La règle déontologique, selon laquelle un avocat remet spontanément au confrère adverse une copie des actes qu’il fait parvenir aux autorités judiciaires ou administratives, n’est plus valable. Lors de la 111e Journée des avocats du 22 juin 2012, les délégués ont en effet décidé, à une forte majorité, d’abroger l’art. 25 CSD. L’assemblée des délégués a ainsi suivi la proposition de l’Ordre des avocats schwyzois qui en demandait la suppression. Cette modification du CSD entre en vigueur le 22 juin 2012, date de la décision prise par l’Assemblée des délégués.

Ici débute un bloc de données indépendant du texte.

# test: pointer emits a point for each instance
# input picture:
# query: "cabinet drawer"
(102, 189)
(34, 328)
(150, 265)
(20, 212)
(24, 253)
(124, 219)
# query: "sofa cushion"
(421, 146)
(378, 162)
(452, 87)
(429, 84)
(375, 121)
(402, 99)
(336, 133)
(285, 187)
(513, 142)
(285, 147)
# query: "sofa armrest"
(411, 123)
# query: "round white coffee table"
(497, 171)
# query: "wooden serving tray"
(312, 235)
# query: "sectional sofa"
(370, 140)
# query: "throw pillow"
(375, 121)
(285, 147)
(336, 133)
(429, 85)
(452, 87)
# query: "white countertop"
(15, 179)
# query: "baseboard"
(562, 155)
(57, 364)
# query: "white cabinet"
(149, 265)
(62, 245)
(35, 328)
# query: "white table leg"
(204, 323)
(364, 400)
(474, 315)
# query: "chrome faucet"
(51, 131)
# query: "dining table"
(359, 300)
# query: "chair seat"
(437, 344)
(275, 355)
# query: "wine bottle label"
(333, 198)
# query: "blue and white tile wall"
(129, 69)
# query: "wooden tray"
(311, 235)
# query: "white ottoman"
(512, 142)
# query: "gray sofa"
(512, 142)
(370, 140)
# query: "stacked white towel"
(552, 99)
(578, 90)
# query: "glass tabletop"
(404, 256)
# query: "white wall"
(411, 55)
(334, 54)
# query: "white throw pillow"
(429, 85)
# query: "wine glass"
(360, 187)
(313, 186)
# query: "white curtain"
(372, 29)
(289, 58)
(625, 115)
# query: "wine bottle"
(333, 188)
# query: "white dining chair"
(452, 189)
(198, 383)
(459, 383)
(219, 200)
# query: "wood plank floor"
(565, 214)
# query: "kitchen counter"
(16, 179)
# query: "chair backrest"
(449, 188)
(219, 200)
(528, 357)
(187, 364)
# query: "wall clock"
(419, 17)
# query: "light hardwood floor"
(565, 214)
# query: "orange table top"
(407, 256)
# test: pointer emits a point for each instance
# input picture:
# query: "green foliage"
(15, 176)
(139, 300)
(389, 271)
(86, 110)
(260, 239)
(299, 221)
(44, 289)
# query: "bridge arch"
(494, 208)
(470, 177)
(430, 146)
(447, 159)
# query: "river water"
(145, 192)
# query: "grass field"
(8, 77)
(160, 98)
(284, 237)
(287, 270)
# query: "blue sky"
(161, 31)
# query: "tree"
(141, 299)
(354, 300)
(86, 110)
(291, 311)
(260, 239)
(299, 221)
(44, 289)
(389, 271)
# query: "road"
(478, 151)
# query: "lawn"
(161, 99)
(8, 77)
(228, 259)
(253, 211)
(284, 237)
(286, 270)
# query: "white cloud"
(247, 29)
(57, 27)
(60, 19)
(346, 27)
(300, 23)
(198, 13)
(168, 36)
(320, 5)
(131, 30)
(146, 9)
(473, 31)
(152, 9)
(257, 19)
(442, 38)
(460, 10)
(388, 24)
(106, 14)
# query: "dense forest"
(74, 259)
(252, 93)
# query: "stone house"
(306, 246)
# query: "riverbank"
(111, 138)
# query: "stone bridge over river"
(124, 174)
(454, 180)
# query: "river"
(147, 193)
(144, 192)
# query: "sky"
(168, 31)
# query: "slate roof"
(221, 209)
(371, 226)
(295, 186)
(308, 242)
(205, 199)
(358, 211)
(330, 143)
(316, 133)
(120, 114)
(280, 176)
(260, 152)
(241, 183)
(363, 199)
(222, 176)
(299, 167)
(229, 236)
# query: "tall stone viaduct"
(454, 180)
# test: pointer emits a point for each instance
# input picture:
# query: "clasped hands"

L’art. 25 CSD, désormais abrogé, s’opposait de plus en plus aux nouvelles dispositions du CPC (art. 312 al. 2 et 322 al. 2), dès lors que celles-ci prévoient un délai identique pour la réponse à un appel ou à un recours. En obtenant obligatoirement d’avance une copie, l’intimé pouvait être avantagé, en ce sens qu’il disposerait de beaucoup plus de temps que le requérant n’en a eu pour la préparation de son acte ou son recours. L’autre critère décisif a été celui de la jurisprudence actuelle du TF, selon laquelle la remise d’une copie au confrère adverse pouvait éventuellement déclencher une obligation de se déterminer de façon spontanée, même si la partie adverse n’y avait pas été invitée formellement par l’autorité. Si elle omettait de le faire, la partie adverse aurait pu subir certains inconvénients de nature procédurale. Dans un arrêt récent, le Tribunal supérieur de Berne a d’ailleurs suivi cette jurisprudence et confirmé que la remise spontanée d’une copie à un confrère pouvait, dans certains cas particuliers, avoir les mêmes effets que la notification par un tribunal.

Nonobstant l’abrogation de l’art. 25 CSD, de nombreux confrères et consœurs continueront, dans l’échange ordinaire des écritures à remettre spontanément une copie de leurs actes au confrère adverse. Le Conseil de la FSA n’y voit aucun inconvénient, a fortiori si les deux parties ne peuvent se procurer les pièces qu’en se déplaçant au tribunal, ce qui entraîne une perte de temps et des dépenses inutiles.